My taste in reading material is wide and varied: SF/fantasy/"speculative fiction", mysteries (police procedurals, mostly), history, fanfic, straight fiction, smutty vampire books, biographies, poetry, cereal boxes, assembly instructions, the fine print, and your mind.

Eternity Road

Eternity Road - Jack McDevitt I've come to the conclusion that Jack McDevitt's strength really lies with his space mysteries - the Chase Kolpath/Alex Benedict books, and the Priscilla "Hutch" Hutchison/The Academy series. I've now read two of his stand-alone novels, and while they're head and shoulders above most of the dreck out there, they're really not his best work.

Eternity Road is post-post apocalyptic - well after whatever disaster destroyed the technological civilization that was, a new society has been established and its members are no longer scrabbling to survive, but have not yet returned to anything like the level of development of the previous age. The artifacts of the old world are avidly sought, and are used or repurposed if possible, while the current users speculate on their past application. Books are almost unknown objects, their materials having disintegrated over time. A traveler's returns to his home in possession of such a rare item prompts another group to set off in search of Haven, a legendary repository of pre-disaster knowledge.

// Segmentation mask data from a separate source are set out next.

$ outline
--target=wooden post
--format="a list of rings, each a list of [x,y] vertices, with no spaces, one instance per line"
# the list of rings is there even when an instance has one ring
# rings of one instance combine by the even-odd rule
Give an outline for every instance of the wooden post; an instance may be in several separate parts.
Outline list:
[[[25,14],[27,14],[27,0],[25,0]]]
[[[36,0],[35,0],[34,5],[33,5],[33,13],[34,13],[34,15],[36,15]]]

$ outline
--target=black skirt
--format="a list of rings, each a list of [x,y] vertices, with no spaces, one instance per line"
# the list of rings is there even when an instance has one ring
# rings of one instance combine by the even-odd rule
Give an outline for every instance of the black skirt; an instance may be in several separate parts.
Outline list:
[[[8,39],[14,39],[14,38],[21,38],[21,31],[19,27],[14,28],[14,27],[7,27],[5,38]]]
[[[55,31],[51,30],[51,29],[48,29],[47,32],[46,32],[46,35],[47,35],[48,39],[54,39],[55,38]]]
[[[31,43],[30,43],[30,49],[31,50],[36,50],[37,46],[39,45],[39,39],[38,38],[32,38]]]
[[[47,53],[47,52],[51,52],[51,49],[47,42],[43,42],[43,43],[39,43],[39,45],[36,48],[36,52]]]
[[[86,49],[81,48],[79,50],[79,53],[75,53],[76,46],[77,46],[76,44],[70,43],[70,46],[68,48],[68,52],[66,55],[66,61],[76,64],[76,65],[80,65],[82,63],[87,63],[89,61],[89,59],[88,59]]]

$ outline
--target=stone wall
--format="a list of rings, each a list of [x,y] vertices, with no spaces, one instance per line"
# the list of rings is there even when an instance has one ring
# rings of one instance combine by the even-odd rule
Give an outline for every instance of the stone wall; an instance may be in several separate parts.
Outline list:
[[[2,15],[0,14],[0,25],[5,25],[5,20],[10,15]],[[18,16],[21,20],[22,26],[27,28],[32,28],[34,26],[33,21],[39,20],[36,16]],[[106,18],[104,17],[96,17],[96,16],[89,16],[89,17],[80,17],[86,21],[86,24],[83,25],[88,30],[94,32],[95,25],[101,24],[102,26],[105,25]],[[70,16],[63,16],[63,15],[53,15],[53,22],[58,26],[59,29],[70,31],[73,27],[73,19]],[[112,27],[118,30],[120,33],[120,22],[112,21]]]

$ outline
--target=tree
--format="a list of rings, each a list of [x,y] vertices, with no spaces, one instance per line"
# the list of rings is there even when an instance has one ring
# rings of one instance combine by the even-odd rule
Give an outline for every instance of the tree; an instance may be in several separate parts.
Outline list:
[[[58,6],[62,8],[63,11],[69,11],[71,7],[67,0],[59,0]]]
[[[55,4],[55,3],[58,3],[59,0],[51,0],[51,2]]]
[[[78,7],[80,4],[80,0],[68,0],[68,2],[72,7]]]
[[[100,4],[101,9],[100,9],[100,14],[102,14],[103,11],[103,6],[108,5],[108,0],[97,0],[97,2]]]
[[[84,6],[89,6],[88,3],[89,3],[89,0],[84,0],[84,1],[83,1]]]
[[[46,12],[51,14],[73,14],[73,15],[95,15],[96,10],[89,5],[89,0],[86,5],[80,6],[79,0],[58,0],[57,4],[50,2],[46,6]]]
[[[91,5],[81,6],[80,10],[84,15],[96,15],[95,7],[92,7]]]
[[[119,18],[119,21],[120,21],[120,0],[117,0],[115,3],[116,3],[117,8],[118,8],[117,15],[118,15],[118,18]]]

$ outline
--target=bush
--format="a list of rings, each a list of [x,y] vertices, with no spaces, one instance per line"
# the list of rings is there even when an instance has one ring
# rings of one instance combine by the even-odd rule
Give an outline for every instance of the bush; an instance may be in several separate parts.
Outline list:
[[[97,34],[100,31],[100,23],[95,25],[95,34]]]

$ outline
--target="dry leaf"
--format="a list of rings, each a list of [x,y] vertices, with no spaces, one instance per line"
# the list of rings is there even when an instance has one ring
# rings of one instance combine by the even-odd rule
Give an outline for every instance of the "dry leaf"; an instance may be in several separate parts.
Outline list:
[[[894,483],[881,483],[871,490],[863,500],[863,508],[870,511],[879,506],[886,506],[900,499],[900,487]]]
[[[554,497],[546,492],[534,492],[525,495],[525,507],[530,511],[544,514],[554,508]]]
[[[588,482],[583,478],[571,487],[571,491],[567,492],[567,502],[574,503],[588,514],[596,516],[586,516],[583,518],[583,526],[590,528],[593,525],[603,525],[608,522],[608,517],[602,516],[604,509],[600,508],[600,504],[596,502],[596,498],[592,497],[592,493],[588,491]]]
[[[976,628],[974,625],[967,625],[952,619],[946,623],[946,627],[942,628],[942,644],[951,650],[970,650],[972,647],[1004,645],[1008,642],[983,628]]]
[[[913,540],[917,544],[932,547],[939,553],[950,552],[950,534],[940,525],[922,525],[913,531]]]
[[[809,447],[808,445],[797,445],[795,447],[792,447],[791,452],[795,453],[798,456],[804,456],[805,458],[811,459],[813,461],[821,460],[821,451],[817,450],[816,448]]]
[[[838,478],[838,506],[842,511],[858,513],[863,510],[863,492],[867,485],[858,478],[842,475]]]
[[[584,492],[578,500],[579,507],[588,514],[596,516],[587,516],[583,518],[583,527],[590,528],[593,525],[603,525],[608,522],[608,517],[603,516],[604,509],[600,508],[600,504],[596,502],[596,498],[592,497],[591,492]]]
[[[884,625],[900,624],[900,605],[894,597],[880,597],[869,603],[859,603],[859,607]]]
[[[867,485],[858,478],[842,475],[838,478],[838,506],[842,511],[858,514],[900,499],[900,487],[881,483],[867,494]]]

McDevitt does a better job of character development elsewhere, but in truth it's never his primary focus. Eternity Road is more about the journey, the landscapes through which the mission passes, and the mystery of whether Haven really exists, or whether they will all have risked their lives for nothing.

Not really much suspense here, and I didn't feel much of a connection with the characters. I would recommend this as a good book for the doctor's waiting room, airport, or other dull setting where nonetheless you don't want to be so engrossed that you miss it when they call your name or your flight.